When someone finds out that I am an entrepreneurship professor, they tend to either ask me to listen to their startup pitch, or else they look at me quizzically and say: “But I thought entrepreneurship was all about improvisation. How can you teach entrepreneurship?” As a result, I have heard a lot of startup pitches (last year was blockchain; this year was CBD) but I also have thought about how to answer the bigger question: what can we teach founders to make their startups more successful? Fortunately, the last decade has given me a lot of valuable lessons I can share, and these lessons come from two different sources.
What the Lean Startup Method Gets Right and Wrong
The Lean Startup approach was an instant hit in Silicon Valley, as startups embraced this new experimental ethos.

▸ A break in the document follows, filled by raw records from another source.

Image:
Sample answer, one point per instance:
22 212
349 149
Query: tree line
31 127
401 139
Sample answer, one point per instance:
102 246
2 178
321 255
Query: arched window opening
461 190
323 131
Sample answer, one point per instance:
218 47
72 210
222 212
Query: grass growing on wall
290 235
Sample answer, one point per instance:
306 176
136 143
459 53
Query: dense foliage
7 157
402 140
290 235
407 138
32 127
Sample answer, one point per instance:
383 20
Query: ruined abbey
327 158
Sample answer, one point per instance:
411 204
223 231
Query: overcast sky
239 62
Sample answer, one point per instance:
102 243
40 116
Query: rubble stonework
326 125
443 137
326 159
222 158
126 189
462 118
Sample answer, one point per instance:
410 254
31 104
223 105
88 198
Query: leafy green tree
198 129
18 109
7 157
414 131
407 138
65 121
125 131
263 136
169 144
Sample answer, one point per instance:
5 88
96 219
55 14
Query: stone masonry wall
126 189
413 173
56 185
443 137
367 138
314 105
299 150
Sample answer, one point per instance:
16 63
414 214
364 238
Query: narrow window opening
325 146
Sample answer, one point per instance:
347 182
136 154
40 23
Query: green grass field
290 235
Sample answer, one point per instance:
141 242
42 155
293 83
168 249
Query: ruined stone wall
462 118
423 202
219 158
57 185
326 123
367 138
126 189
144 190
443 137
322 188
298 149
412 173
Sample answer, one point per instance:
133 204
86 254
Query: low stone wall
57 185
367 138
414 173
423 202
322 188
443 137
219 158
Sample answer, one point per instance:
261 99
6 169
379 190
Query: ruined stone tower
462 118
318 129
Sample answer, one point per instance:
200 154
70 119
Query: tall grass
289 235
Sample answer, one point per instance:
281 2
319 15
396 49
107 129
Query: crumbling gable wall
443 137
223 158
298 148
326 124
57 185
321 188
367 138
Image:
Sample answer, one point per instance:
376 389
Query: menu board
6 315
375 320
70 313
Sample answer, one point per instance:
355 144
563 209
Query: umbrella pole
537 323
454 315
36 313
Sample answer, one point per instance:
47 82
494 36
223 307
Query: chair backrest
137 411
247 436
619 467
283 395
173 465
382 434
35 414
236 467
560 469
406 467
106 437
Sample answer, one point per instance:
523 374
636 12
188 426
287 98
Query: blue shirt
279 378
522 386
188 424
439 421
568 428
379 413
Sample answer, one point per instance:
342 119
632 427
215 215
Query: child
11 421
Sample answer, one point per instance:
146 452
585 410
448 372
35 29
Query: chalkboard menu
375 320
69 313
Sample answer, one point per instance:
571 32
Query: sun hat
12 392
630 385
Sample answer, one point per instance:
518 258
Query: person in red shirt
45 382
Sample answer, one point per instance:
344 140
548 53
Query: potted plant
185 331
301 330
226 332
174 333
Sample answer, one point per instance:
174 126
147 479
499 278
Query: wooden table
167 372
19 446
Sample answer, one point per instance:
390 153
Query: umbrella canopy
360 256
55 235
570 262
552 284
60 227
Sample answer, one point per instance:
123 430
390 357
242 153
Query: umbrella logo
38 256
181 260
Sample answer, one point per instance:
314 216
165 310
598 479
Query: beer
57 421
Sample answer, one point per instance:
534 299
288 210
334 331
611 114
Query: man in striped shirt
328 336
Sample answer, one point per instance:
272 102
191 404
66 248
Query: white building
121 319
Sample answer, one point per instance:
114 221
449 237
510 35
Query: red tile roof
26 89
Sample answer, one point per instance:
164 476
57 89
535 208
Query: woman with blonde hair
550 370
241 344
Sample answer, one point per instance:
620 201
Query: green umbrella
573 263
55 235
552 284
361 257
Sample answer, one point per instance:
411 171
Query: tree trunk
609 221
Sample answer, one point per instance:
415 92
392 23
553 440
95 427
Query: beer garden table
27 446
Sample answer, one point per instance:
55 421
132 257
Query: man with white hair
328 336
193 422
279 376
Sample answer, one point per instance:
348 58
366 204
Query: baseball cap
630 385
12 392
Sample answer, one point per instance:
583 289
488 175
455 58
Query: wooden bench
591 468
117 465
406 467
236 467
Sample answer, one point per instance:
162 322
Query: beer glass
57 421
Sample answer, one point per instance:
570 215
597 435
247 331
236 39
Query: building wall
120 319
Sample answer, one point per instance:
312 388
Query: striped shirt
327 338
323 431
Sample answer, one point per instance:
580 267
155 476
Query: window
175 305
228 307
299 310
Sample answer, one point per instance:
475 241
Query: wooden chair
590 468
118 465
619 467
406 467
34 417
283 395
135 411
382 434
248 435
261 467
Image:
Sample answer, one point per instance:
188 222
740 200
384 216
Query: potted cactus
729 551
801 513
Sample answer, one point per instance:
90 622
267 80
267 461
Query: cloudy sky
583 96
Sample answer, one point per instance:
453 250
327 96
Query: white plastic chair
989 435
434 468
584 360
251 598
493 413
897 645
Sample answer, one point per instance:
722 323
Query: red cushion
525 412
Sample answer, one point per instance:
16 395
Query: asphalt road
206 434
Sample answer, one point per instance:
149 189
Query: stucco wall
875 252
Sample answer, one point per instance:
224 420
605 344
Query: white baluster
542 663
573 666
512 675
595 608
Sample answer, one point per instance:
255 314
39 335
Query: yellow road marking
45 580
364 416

Indeed, the evidence strongly suggest that startups should engage in experimentation along the lines pioneered by the Lean Startup Method. But there are two problems with the Lean Startup approach: First, it pushes founders to “get out of the office” and talk to customers as quickly as possible. But the focus on getting fast feedback from customers to Minimal Viable Products makes startups prone to aim for incremental improvements, focusing on what customers want today, rather than trying to see ahead into the future. Second, while the questions Lean asks are useful — you should know who your customers are! — it doesn’t ask the most important one: what is your theory about why your company is going to win?